As part of his “Knowledge Miles” lecture series, Profesor Michael Mainelli, Lord Mayor of the City of London, invited Commission members Professor Brian Collins CB and Professor Sir David Omand CBE to deliver a ‘fireside chat’ style online lecture. Touching on subjects including leadership, futures thinking and adopting a mindset that enables quick and flexible reactions to crises, their lecture “Preparation for a dangerous uncertain future: Combining Policy, Foresight and Experience” is available to view on the lecture series website.

The following summary of the key points raised in the lecture has kindly been provided for NPC by Huw Williams, Principal of SAMI Consulting.

 

As part of its “Knowledge Miles” series of talks,  Z/Yen hosted a discussion between Sir David Omand and Professor Brian Collins CB, two commissioners from the National Preparedness Commission.  The Commission’s programme of work is intended to be both strategic (recognising that what is needed to be better prepared for many shocks is the same whatever the initiating crisis or incident), and practical to encourage comprehensive actions.

Sir David is an ex Director of GCHQ and Permanent Secretary of the Cabinet and his book “How to Survive a Crisis” has just appeared in paperback. He began the discussion by noting that resilience – the ability to bounce back after a crisis – was, he suggested, the difference between using a cricket bat to hit a piece of copper pipe (which is damaged by the impact) compared with using it to strike a cricket ball (which bounces off).

This is a system-level characteristic requiring planning and preparation and, critically, investment in spares, supply chains and dormant capacity. In a crisis many of the conventional levers don’t work and the system can feel out of control – “crises manage you rather than the other way around”.

Leaders need to take control, mobilise talent, seek out innovative solutions and build “adaptive resilience” so the organisation emerges stronger after the crisis.

The main dangers are behavioural: avoidance, denial, delay, displacement, disruption, blaming the messenger. The hardest crises to deal with are the slow smouldering ones where it is harder to recognise the need for early action. We have seen from various events that it is cheaper to act early, but it can be hard to divert the organisation to focus on the one key issue.

Professor Collins, of UCL, is a vice-Chair of the Commission. He concentrated on the mindset of the leadership group needing to be open to change rather than resisting action, and focussed on solving the problem rather than having a blame culture. We are lucky in the UK that we have many bodies of expertise that can be mobilised for rapid analysis and response (he gave an example of a vulcanologist whose specialism was the Icelandic volcano that exploded disrupting flights for several days).

Increasingly, the past is not a good predictor of the future, change is often non-linear and historical statistics less valuable. We have to think of plausible futures -we need to be curious, imaginative. Tomorrow will be different – we must be prepared for difference. However, “there are no crystal balls”.

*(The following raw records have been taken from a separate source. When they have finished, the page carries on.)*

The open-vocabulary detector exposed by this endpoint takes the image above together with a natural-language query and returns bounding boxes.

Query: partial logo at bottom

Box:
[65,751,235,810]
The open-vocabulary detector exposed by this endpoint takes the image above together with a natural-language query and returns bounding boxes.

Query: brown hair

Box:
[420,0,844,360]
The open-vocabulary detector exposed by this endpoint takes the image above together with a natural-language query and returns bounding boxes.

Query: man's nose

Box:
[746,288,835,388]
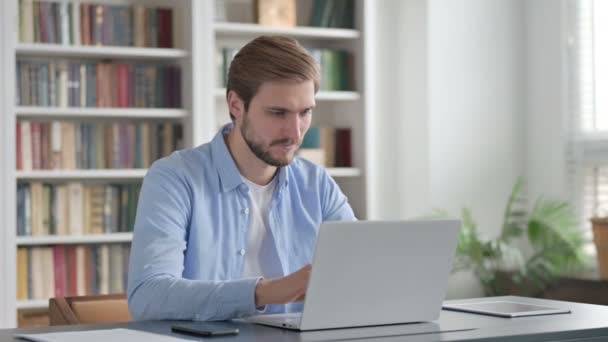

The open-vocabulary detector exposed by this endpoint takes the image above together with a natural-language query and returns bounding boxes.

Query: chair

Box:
[49,294,131,325]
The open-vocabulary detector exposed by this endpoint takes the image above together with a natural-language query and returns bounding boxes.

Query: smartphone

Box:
[171,323,239,337]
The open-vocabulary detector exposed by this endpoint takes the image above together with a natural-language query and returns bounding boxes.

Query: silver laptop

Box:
[247,220,460,331]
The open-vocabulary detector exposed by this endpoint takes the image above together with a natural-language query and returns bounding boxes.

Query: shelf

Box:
[327,167,361,177]
[15,106,188,119]
[16,169,148,181]
[16,43,188,59]
[214,22,361,40]
[17,233,133,246]
[17,299,49,310]
[214,88,360,101]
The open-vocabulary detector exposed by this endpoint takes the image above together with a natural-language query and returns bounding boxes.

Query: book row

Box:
[19,0,173,48]
[17,182,141,236]
[16,60,181,108]
[16,120,184,171]
[17,244,130,300]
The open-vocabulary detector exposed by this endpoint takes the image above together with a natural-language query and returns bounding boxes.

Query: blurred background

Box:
[0,0,608,327]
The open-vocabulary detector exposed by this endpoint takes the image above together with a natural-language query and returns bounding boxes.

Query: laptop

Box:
[246,220,460,331]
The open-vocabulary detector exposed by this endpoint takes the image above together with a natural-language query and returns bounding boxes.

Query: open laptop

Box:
[247,220,460,331]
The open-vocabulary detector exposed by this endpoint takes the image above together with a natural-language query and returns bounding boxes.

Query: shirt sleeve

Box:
[321,170,357,221]
[127,159,258,321]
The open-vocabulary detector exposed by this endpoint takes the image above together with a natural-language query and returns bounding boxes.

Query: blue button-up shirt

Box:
[127,124,355,320]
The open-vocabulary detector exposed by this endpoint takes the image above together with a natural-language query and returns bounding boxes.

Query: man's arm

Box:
[128,156,258,320]
[321,170,356,221]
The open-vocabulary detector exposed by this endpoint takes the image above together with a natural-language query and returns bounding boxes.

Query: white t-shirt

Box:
[242,177,280,278]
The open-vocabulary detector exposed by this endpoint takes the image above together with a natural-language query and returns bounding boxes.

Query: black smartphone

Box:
[171,323,239,337]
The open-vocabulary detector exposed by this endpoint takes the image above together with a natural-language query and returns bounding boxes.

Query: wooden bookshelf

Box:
[15,106,190,119]
[213,22,361,40]
[16,233,133,247]
[0,0,376,328]
[16,169,147,181]
[16,299,49,310]
[15,43,188,60]
[215,88,361,101]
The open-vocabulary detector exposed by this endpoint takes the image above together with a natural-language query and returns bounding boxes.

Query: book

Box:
[256,0,296,27]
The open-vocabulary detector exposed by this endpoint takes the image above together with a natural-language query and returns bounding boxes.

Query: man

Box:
[128,37,355,320]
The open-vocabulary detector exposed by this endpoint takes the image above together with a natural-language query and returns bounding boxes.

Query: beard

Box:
[241,113,300,167]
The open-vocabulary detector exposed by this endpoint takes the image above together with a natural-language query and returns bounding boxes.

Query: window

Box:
[565,0,608,249]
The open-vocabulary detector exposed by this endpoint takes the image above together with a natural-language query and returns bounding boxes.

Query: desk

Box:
[0,296,608,342]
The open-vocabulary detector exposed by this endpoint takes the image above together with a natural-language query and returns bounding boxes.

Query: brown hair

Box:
[226,36,320,121]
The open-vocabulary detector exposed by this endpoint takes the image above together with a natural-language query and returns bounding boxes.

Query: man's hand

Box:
[255,264,312,306]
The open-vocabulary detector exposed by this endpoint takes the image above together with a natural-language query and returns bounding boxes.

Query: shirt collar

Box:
[211,123,290,192]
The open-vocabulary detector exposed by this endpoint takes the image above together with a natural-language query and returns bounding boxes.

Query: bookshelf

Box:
[0,0,375,327]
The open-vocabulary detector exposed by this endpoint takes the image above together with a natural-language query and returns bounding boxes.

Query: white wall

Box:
[525,0,568,199]
[375,0,526,298]
[370,0,430,219]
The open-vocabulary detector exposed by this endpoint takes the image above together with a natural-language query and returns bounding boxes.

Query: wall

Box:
[525,0,568,199]
[376,0,526,298]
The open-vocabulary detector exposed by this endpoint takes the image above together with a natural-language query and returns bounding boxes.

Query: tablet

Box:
[443,301,570,317]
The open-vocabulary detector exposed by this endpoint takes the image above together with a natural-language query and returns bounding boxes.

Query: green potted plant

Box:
[434,178,588,296]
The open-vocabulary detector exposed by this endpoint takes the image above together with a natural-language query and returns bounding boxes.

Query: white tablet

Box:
[443,301,570,317]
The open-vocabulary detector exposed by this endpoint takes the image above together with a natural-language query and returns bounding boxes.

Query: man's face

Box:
[237,81,315,167]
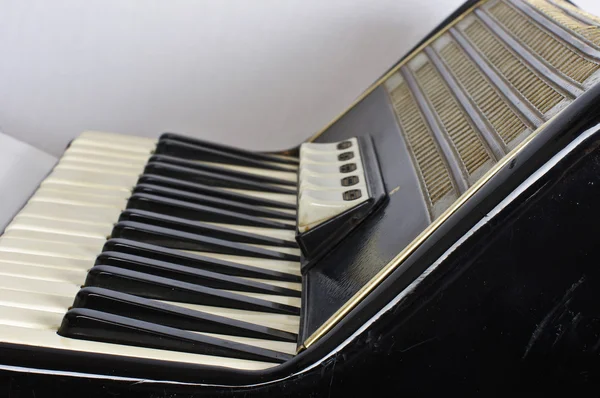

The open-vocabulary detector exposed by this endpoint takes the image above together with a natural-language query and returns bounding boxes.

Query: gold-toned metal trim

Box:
[306,0,489,142]
[298,113,560,352]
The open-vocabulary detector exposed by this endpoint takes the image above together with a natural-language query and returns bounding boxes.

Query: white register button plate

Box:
[298,138,369,233]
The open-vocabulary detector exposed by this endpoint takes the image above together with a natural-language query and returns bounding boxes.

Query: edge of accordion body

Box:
[299,0,600,351]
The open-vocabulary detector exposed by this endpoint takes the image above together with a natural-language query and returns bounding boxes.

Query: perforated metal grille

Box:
[553,0,600,24]
[464,20,565,114]
[440,42,527,144]
[490,2,598,83]
[390,79,453,206]
[415,62,491,175]
[527,0,600,45]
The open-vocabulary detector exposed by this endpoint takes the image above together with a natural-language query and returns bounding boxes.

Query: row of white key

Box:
[0,133,300,369]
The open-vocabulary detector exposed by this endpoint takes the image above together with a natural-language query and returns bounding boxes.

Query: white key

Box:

The conversation returned to the issue of avoiding a blame culture. It is crucial to learn from near misses, to use them as an opportunity to stop something more serious.

It is often a challenge to get resources mobilised – a focus on short-term efficiency is a problem. Continuous monitoring, attention to detail (eg, in sub-contracts and supply chains) and detailed system analysis are needed for effective corporate governance.  This analysis may need to go beyond the normal organisational boundaries to capture the relevant interactions.

The Q&A session covered a wide range of topics. One major issue was the ability to react quickly, expanding operations as needed. This was made more difficult by lack of resources – notably in local authorities where, due to years of austerity, there is no reserve capacity.

The organisational mindset was touched on again. Groupthink and vested interests need to be constantly challenged – perhaps actively by external “ginger groups”.  Asking “What would it take to change our mind on that?” following a final (board) judgement is one way of testing for bias.  Other cognitive biases include optimism bias (“It’ll be OK”) and perseverance bias (“If we keep at it we’ll sort it”). Short-termism is a big danger – we need serious long-term thinking with proper research.

The lessons from the Covid-19 pandemic were that resources had to be mobilised, the whole organisation has to focus.

Overall, the talk was a clear call to use a range of foresight tools to prepare for a changing world. Ongoing horizon scanning, linked with driver mapping and scenario planning, culminating in a set of contingency plans are all useful tools to help make “robust decisions in uncertain times”.